I'm Brett Slatkin and this is where I write about programming and related topics. You can contact me here or view my projects.

22 January 2018

Worrying

The most valuable skill you can have as a junior developer is the ability to worry.

Advice I've often heard from senior developers is to "delegate responsibilities, not tasks". The idea is that you ask a junior teammate to take ownership of delivering an outcome without being specific about how to do it. This gives them autonomy and flexibility, providing enough room for them to come up with a creative solution on their own. They'll also learn a lot by pushing their own boundaries in the process. If you only delegate tasks, you'll artificially limit what your teammate can do and prevent them from achieving a truly excellent result.

Sounds great, but concretely how do you go about delegating responsibilities? Nobody explains that part. Sometimes it seems obvious, like asking a teammate to "reduce the number of user-visible HTTP 500s by 90%" without any guidance. The result you're looking for is quantifiable. There are many ways to do it (e.g., better tests, more logs, profiling).

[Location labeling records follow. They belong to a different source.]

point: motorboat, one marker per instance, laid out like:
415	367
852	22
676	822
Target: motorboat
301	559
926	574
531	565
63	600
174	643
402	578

Asking someone to take responsibility for improving such a metric is straightforward.

But important goals are usually much more amorphous, like "make sure our most valuable customer is happy". There are metrics in there, sure, but the hardest parts are addressing the human factors: Is the customer confident in our product? Are they satisfied with our team's level of attentiveness? Does our roadmap align with their long-term needs? Are they considering switching to another provider? You can't easily quantify the answers to these questions or measure how software development causes incremental improvements to them.

How do you ask someone to be responsible for such an open-ended goal?

My approach is to ask them to "worry on my behalf" about the goal. Worrying is anticipating problems before they happen. Worrying is not taking for granted that everything will continue as planned. Worrying is finding and fixing bugs before anyone else notices. Worrying is being pessimistic about the quality of our codebase and the stability of our infrastructure. Worrying is identifying and mitigating risks in advance. Worrying is verifying the strength of relationships with more communication. Worrying on my behalf is considering everything that might go wrong so I don't have to. This is what I expect from people who take on responsibilities.

Delegating worries transforms my role as the technical lead into one where I'm listening to my teammates to figure out what needs to happen, instead of the other way around. I still ask many questions to fully understand issues and their severity. Then I reprioritize what our team will do across all of the various worries that comprise our project. Running a team this way reduces my responsibilities to 1) are the worriers I've delegated to worrying enough? and 2) is there anything new that I should be worried about? It's a more efficient use of everyone's time.